Quanto alla scrittura?
“L’eleganza della semplicità. Il dialetto che non si vede, ma si percepisce. L’umorismo bello, limpido, leggero, quasi intraducibile”.
Prima di conoscere Guareschi, quali altri autori italiani le erano noti?
“I sommi del passato, naturalmente: Dante, Petrarca, Boccaccio, Machiavelli, letti allora in russo, poi, Gianni Rodari conosciuto da ogni bambino sovietico, Natalia Ginzburg e Alberto Moravia, Umberto Eco, che aveva appena pubblicato in russo ‘Il nome della rosa’. Ma ritornando a quel corso sul lago di Garda, oltre a Guareschi avevo allora conosciuto Italo Calvino, Verga, Leopardi, e Giovanni Mosca…”.
Come e quando ha maturato l’idea di tradurre Guareschi?
“Quasi… fin da subito, direi. Ma la strada era molto tortuosa. I cattolici locali avevano rifiutato il libro come poco cattolico; le case editrici laiche lo trovavano troppo anticomunista.
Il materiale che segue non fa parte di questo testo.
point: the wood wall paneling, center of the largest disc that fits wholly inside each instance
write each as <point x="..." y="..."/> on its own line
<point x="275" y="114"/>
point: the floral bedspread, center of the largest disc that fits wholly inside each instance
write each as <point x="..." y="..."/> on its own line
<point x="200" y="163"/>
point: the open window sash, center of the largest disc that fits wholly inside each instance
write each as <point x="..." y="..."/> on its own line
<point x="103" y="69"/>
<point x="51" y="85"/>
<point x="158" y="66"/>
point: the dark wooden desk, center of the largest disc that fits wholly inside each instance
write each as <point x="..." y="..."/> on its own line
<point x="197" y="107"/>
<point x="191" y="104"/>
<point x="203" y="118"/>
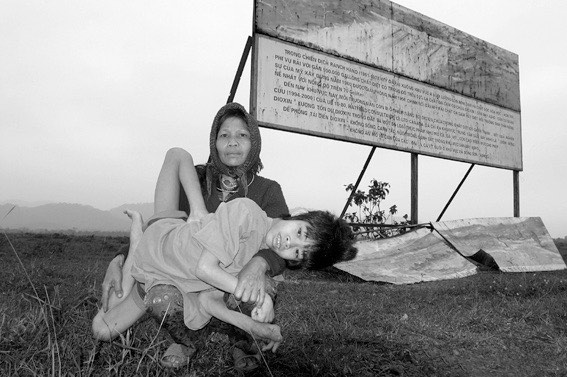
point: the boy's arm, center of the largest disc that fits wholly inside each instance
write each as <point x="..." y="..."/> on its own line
<point x="209" y="271"/>
<point x="212" y="302"/>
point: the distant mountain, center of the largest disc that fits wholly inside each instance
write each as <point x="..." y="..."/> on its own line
<point x="64" y="216"/>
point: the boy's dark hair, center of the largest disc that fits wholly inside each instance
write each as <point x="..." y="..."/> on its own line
<point x="332" y="240"/>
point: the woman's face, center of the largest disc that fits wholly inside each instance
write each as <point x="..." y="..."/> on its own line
<point x="233" y="142"/>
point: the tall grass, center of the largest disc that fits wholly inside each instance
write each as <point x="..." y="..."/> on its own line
<point x="334" y="324"/>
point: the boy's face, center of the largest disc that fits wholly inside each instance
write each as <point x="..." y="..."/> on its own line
<point x="288" y="238"/>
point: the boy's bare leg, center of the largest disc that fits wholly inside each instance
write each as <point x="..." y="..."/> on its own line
<point x="212" y="302"/>
<point x="178" y="172"/>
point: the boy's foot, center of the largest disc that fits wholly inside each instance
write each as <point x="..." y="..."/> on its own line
<point x="267" y="332"/>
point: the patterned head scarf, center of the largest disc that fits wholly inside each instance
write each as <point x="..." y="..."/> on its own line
<point x="251" y="166"/>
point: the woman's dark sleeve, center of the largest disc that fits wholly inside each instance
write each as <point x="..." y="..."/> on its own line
<point x="274" y="205"/>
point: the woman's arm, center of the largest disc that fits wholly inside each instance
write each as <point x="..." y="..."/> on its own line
<point x="252" y="285"/>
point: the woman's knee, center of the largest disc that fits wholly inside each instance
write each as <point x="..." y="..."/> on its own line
<point x="177" y="154"/>
<point x="101" y="330"/>
<point x="162" y="300"/>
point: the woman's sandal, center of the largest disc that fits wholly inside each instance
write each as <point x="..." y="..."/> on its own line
<point x="177" y="356"/>
<point x="244" y="362"/>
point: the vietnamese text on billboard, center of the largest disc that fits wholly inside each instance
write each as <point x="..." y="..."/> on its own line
<point x="307" y="91"/>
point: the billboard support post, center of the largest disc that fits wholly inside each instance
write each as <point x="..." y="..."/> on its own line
<point x="358" y="181"/>
<point x="455" y="193"/>
<point x="240" y="69"/>
<point x="414" y="188"/>
<point x="516" y="179"/>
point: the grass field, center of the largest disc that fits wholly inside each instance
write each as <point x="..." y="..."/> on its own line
<point x="490" y="324"/>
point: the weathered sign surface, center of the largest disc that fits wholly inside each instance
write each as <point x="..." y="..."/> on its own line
<point x="514" y="244"/>
<point x="379" y="74"/>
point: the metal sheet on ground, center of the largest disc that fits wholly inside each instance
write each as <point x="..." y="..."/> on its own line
<point x="516" y="244"/>
<point x="414" y="257"/>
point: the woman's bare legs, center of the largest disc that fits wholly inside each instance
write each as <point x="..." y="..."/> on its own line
<point x="123" y="312"/>
<point x="178" y="172"/>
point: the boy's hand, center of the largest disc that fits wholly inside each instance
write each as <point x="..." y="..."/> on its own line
<point x="251" y="285"/>
<point x="196" y="215"/>
<point x="112" y="280"/>
<point x="264" y="313"/>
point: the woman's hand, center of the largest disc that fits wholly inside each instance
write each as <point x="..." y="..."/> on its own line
<point x="264" y="313"/>
<point x="112" y="280"/>
<point x="251" y="285"/>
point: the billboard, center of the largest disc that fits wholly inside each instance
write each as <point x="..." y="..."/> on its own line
<point x="379" y="74"/>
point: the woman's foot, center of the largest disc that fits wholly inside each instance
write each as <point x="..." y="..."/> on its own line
<point x="267" y="332"/>
<point x="136" y="227"/>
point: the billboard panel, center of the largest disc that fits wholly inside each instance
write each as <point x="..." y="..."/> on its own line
<point x="307" y="91"/>
<point x="398" y="40"/>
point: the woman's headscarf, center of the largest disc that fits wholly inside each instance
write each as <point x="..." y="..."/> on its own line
<point x="251" y="165"/>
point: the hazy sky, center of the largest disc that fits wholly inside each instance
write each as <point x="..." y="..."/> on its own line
<point x="93" y="93"/>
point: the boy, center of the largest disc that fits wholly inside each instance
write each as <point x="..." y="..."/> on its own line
<point x="201" y="256"/>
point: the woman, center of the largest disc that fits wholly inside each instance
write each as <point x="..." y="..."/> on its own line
<point x="231" y="172"/>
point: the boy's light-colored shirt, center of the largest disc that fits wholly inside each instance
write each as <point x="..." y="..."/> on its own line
<point x="169" y="249"/>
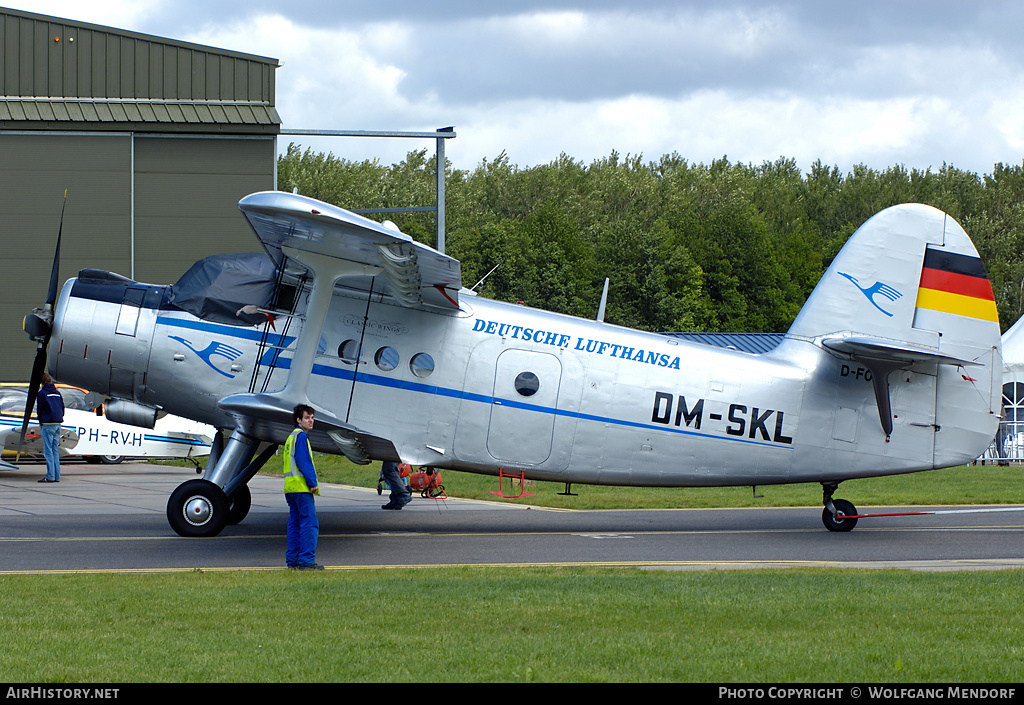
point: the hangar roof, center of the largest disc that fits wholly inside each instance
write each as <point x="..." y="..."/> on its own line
<point x="62" y="74"/>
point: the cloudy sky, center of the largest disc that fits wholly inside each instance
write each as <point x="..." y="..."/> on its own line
<point x="912" y="82"/>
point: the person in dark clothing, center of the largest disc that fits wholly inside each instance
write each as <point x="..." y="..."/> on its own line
<point x="400" y="495"/>
<point x="49" y="412"/>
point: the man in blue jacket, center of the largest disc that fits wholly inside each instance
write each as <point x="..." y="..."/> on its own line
<point x="49" y="412"/>
<point x="300" y="486"/>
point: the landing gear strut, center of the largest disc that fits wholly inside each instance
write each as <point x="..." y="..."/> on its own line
<point x="839" y="514"/>
<point x="204" y="507"/>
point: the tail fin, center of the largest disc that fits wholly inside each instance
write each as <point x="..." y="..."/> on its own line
<point x="908" y="291"/>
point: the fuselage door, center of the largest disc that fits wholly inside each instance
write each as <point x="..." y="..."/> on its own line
<point x="522" y="411"/>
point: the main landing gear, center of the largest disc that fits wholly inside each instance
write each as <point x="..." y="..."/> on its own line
<point x="839" y="514"/>
<point x="204" y="507"/>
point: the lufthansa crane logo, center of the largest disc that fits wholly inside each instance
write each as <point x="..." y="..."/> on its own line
<point x="879" y="288"/>
<point x="214" y="348"/>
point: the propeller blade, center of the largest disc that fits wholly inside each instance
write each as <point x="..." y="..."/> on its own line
<point x="51" y="294"/>
<point x="39" y="365"/>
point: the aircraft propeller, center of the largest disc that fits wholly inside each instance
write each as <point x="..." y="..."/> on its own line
<point x="39" y="326"/>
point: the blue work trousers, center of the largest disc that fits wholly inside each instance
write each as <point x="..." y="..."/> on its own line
<point x="51" y="450"/>
<point x="303" y="530"/>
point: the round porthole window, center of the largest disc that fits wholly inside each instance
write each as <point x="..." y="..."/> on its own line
<point x="526" y="383"/>
<point x="349" y="351"/>
<point x="422" y="365"/>
<point x="386" y="359"/>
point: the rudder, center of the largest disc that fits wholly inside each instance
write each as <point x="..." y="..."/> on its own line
<point x="908" y="288"/>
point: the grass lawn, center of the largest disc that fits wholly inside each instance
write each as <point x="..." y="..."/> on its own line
<point x="515" y="625"/>
<point x="963" y="485"/>
<point x="532" y="624"/>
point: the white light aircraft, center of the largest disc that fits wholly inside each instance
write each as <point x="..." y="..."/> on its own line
<point x="89" y="432"/>
<point x="892" y="366"/>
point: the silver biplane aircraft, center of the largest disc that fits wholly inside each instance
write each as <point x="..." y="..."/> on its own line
<point x="892" y="366"/>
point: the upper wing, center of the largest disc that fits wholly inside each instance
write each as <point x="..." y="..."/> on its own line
<point x="417" y="275"/>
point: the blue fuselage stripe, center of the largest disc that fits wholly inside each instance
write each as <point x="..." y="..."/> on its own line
<point x="364" y="377"/>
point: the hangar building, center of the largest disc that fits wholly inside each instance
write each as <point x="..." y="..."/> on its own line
<point x="155" y="141"/>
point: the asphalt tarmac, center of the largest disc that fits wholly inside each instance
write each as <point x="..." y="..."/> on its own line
<point x="113" y="519"/>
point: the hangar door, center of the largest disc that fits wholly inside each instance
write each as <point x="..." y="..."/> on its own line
<point x="95" y="168"/>
<point x="186" y="199"/>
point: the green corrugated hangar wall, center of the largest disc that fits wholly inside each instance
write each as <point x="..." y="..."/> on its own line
<point x="155" y="141"/>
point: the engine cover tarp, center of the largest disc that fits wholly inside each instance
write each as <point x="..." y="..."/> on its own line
<point x="215" y="288"/>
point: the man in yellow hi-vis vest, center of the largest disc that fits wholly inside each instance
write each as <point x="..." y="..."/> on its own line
<point x="300" y="486"/>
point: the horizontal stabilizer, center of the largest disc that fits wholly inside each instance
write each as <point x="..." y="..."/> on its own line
<point x="269" y="416"/>
<point x="863" y="348"/>
<point x="416" y="275"/>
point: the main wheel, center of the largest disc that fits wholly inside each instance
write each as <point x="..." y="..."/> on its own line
<point x="198" y="507"/>
<point x="841" y="525"/>
<point x="239" y="505"/>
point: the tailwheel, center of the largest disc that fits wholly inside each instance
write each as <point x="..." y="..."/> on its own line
<point x="197" y="508"/>
<point x="838" y="521"/>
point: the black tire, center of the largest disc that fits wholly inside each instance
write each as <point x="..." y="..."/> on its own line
<point x="198" y="508"/>
<point x="239" y="505"/>
<point x="844" y="507"/>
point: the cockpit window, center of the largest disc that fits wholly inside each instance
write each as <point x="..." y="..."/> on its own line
<point x="74" y="399"/>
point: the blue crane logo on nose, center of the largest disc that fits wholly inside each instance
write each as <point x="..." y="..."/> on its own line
<point x="213" y="348"/>
<point x="878" y="288"/>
Diciamo, allora, che l’idea ha avuto tutto il tempo necessario per maturare bene. Dal primo tentativo alla prima pubblicazione, uscita su una rivista letteraria, sono passati dodici anni; per arrivare al primo libro, di anni ne sono trascorsi sedici”.
Quali opere di Guareschi ha finora tradotto?
“’Mondo piccolo. Don Camillo’ (2012; seconda edizione nel 2015), ‘La favola di Natale’ (2013), ‘Don Camillo e il suo gregge – diviso in due volumetti (2016), e mi accingo ad affrontare altri tre opere: ‘Diario clandestino’, ‘Il compagno don Camillo’, ‘Corrierino delle famiglie’”.
Ha incontrato particolari difficoltà nel rendere in russo la prosa di Giovannino?
“A volte le espressioni umoristiche, nonché i soprannomi dei ‘rossi’, la stanchezza dell’intensità…”.
Il pubblico dei lettori che reazioni ha avuto leggendo le tue traduzioni?
“I lettori mi stanno sempre a sollecitare: ‘Dai, fai presto a tradurcene ancora uno!’. Molti, peraltro, ci sentono la grande attualità anche per la nostra società oggi: così divisa, così piena di violenza e di paura, che ha tanto bisogno della speranza e del perdono”.
Per concludere, come sono visti dai lettori i dialoghi fra il parroco e il Cristo crocifisso?
“Che cosa pensino specificamente non lo so. Siccome non riesco a immaginare il testo di Guareschi senza questi dialoghi, ritengo scontato siano importanti per quelli che lo hanno amato… Peraltro, so che “Don Camillo” ha ottenuto un gregge di fedeli lettori, che mi tormentano in attesa del prossimo volume, e si tratta di persone diverse: preti e pensionati, studenti e insegnanti, gente semplice e persone colte, ortodossi e cattolici…”.